Last week, I was in London, and as usual enjoyed a sampling of the local magazines. I pawed through the newsstand, gathering as many issues as I could shove in my carry on. Two of the four magazines that made the cut included pictures of Gwyneth Paltrow, promising to reveal how she got that “amazing” body. Inside the mags, I learned that she got this “miracle figure” by “never” letting up on her workouts. I also learned about the routine that had Cameron Diaz comparing her arms to those of her pilled up lover, A-Rod. Now, let me show you what I was looking at:
Um….REALLY? THESE images are “hot”? This completely throws me off. Forgive me, but firstly, I don’t think Gwyneth or Cameron look sexy…at all. In fact, I kind of feel scared for Chris Martin. And even A-Rod. Secondly, I think that these are not just unattainable standards being set. These are dangerous standards. We all know that going to the gym is good for your body, but a line is being crossed here, right before our eyes, between normalcy and …not normalcy. These are not professional athletes training for the Olympics. These are normal people. Gwyneth and Cameron are not the only ones whose machete figures are being bombarded. The media updates us with every angle of the uber fit bodies of Jessica Biel, Madonna, Demi Moore, Kelly Rippa, Sara Jessica Parker, and a gaggle of other women suffering from gym-orexia on a regular basis. It needs to stop.

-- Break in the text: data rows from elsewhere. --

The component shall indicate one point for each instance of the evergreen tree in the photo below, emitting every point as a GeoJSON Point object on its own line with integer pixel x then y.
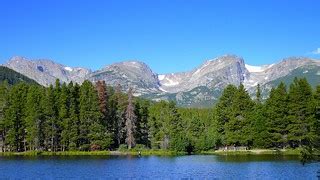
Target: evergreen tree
{"type": "Point", "coordinates": [238, 129]}
{"type": "Point", "coordinates": [73, 116]}
{"type": "Point", "coordinates": [276, 113]}
{"type": "Point", "coordinates": [64, 118]}
{"type": "Point", "coordinates": [142, 113]}
{"type": "Point", "coordinates": [223, 111]}
{"type": "Point", "coordinates": [4, 93]}
{"type": "Point", "coordinates": [14, 121]}
{"type": "Point", "coordinates": [34, 118]}
{"type": "Point", "coordinates": [300, 112]}
{"type": "Point", "coordinates": [258, 94]}
{"type": "Point", "coordinates": [130, 121]}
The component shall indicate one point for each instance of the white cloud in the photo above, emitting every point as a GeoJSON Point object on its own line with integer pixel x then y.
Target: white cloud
{"type": "Point", "coordinates": [317, 51]}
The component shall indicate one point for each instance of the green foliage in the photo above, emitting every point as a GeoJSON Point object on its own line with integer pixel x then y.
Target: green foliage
{"type": "Point", "coordinates": [12, 77]}
{"type": "Point", "coordinates": [88, 117]}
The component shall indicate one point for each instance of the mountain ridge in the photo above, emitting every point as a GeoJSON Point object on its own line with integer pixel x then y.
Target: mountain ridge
{"type": "Point", "coordinates": [203, 83]}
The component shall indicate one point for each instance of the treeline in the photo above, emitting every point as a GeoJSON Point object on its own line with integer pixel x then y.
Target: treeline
{"type": "Point", "coordinates": [72, 117]}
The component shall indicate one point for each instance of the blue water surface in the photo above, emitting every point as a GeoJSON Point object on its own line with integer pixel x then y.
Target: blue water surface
{"type": "Point", "coordinates": [156, 167]}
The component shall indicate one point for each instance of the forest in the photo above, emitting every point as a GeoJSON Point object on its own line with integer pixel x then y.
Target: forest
{"type": "Point", "coordinates": [94, 117]}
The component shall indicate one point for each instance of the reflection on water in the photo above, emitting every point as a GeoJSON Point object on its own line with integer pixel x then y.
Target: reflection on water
{"type": "Point", "coordinates": [153, 167]}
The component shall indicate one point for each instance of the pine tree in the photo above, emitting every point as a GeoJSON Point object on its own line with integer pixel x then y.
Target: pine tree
{"type": "Point", "coordinates": [239, 127]}
{"type": "Point", "coordinates": [73, 116]}
{"type": "Point", "coordinates": [4, 93]}
{"type": "Point", "coordinates": [130, 121]}
{"type": "Point", "coordinates": [51, 116]}
{"type": "Point", "coordinates": [300, 112]}
{"type": "Point", "coordinates": [258, 94]}
{"type": "Point", "coordinates": [276, 113]}
{"type": "Point", "coordinates": [14, 121]}
{"type": "Point", "coordinates": [34, 118]}
{"type": "Point", "coordinates": [92, 133]}
{"type": "Point", "coordinates": [64, 118]}
{"type": "Point", "coordinates": [142, 113]}
{"type": "Point", "coordinates": [223, 111]}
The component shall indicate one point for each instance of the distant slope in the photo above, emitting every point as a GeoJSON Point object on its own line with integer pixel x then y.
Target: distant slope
{"type": "Point", "coordinates": [310, 72]}
{"type": "Point", "coordinates": [13, 77]}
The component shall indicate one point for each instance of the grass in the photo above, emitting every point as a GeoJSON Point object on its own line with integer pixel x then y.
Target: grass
{"type": "Point", "coordinates": [149, 152]}
{"type": "Point", "coordinates": [61, 153]}
{"type": "Point", "coordinates": [255, 152]}
{"type": "Point", "coordinates": [94, 153]}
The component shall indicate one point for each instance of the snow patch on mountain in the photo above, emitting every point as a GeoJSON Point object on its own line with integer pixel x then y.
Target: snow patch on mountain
{"type": "Point", "coordinates": [254, 68]}
{"type": "Point", "coordinates": [161, 77]}
{"type": "Point", "coordinates": [68, 68]}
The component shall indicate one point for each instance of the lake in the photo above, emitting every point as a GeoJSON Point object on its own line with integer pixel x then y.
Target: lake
{"type": "Point", "coordinates": [155, 167]}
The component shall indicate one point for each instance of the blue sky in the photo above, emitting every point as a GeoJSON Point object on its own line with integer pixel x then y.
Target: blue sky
{"type": "Point", "coordinates": [168, 35]}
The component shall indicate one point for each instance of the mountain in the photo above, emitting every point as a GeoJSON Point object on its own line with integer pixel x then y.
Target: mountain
{"type": "Point", "coordinates": [45, 72]}
{"type": "Point", "coordinates": [133, 74]}
{"type": "Point", "coordinates": [13, 77]}
{"type": "Point", "coordinates": [200, 87]}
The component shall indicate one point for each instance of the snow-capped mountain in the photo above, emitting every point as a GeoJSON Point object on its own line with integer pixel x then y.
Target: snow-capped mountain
{"type": "Point", "coordinates": [216, 73]}
{"type": "Point", "coordinates": [199, 87]}
{"type": "Point", "coordinates": [133, 74]}
{"type": "Point", "coordinates": [45, 72]}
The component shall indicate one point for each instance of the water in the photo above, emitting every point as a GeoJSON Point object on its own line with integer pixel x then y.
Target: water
{"type": "Point", "coordinates": [153, 167]}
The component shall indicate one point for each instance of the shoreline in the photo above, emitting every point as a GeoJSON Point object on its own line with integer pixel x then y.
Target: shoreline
{"type": "Point", "coordinates": [295, 152]}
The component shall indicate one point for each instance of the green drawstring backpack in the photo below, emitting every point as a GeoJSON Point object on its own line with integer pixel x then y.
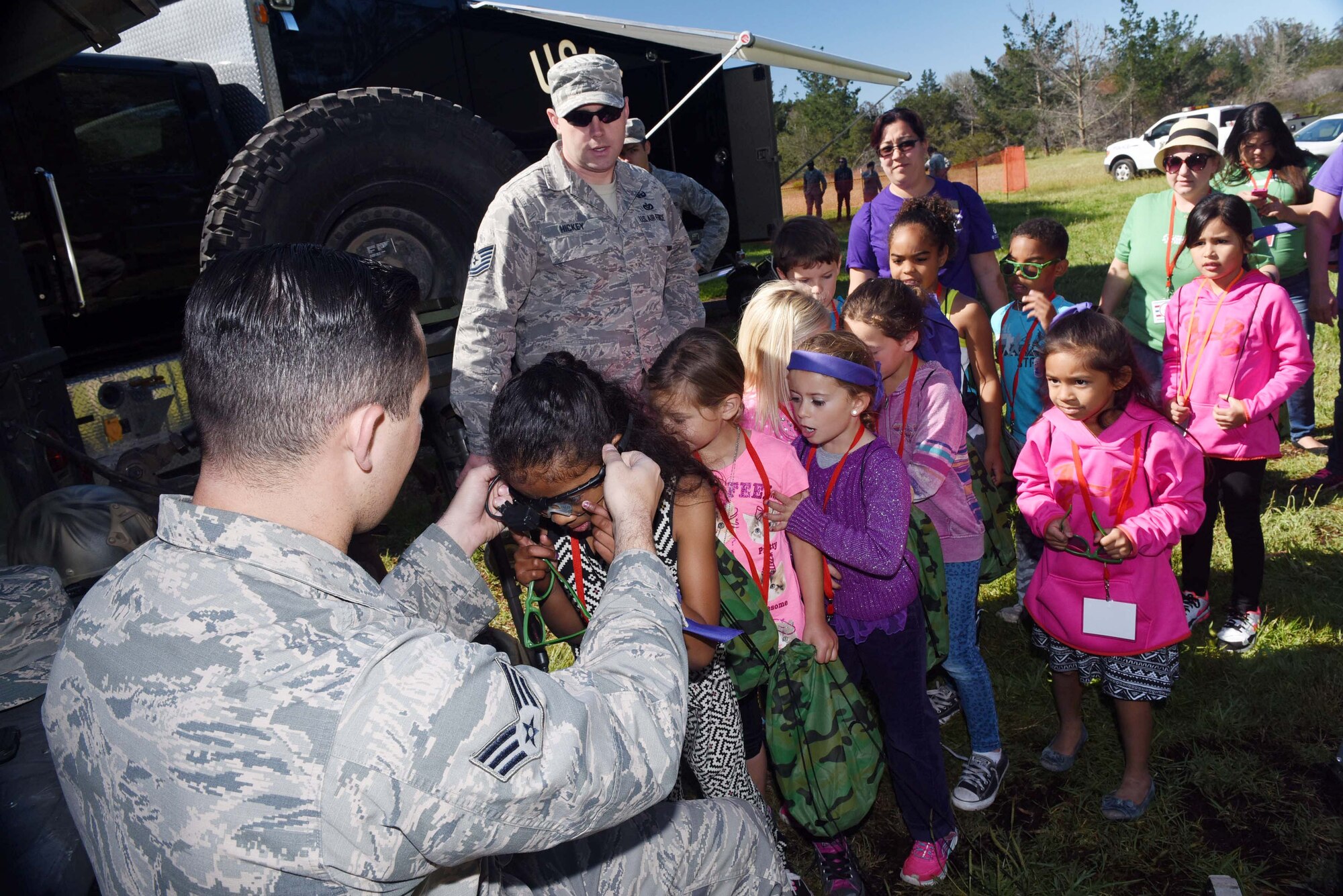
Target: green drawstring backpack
{"type": "Point", "coordinates": [824, 742]}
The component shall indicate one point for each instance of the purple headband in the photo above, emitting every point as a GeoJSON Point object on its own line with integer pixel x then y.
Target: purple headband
{"type": "Point", "coordinates": [840, 369]}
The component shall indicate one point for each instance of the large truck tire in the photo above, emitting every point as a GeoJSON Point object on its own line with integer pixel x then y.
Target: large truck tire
{"type": "Point", "coordinates": [394, 175]}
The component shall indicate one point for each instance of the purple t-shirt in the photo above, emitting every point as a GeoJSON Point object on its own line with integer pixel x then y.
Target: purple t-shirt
{"type": "Point", "coordinates": [976, 232]}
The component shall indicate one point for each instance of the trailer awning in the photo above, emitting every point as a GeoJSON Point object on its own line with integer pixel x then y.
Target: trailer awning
{"type": "Point", "coordinates": [757, 48]}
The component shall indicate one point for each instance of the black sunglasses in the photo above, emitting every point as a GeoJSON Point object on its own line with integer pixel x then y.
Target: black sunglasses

Last year, I read an article in DETAILS magazine on the perils of “gymorexia” (a real term) and its effect on men. Exercise compulsion affects all kinds of over-achievers, for whom enough is never enough, and DETAILS claimed in the article that the phenomenon is becoming more pervasive than ever. Men described in the article have their own over -strained role models, too, from Hugh Jackman to The Situation. They also share the same crippling dependency that leaves the affected feeling like a failure if they ever miss a work out.
In the DETAILS article, a sports psychologist said part of the problem is a need for control, and the other is a physical addiction. The physical addiction is to endorphins, which are likened to cocaine. Unfortunately for the addict, endorphin rushes get scarcer as the more your body gets used to getting pumped. The need for control is the crazy part. It is what gets these amazing stars and their kin to the point of working out for an hour - before their workout even began. It’s what gets them to work out 6, even 7 days a week. It’s what results in their never having alcohol with dinner (as Madonna famously proclaims), or canceling out social life altogether (how many tell “Self” magazine that they watch what they eat and stay home a lot? Think about it). It’s what gets these people out of bed at the un-Godly hour of 5 am, when it is still dark out. It’s what makes them miss out on time with family.
Why? Because if they miss a workout, they may instantly get fat. And then all those people they have abandoned will stop loving them. Or worse, their fans will stop being jealous of their super human bodies.
In the case of Gwyneth and her peers (notice I do not say “friends”. I have read “Goop” and do not believe such a person has any), it is part of the job they get paid very well for. But for us normal people, there cannot possibly be justification to combine this kind of routine with a full time job. For these kinds of bodies, we would not just jeopardize our mental health and our family and social ties - we may well jeopardize our work.
Let me say here that I am a huge advocate of working out. I have learned that at last count, only 14 percent of all Americans have a gym membership, and of these, only 20% actually go regularly. That is not good. I myself go to the gym an average of three times a week, and would love to go more often. What I’m saying is - we should all go and exercise! But the media meeds to stop making us feel bad about not taking it straight off the cliff.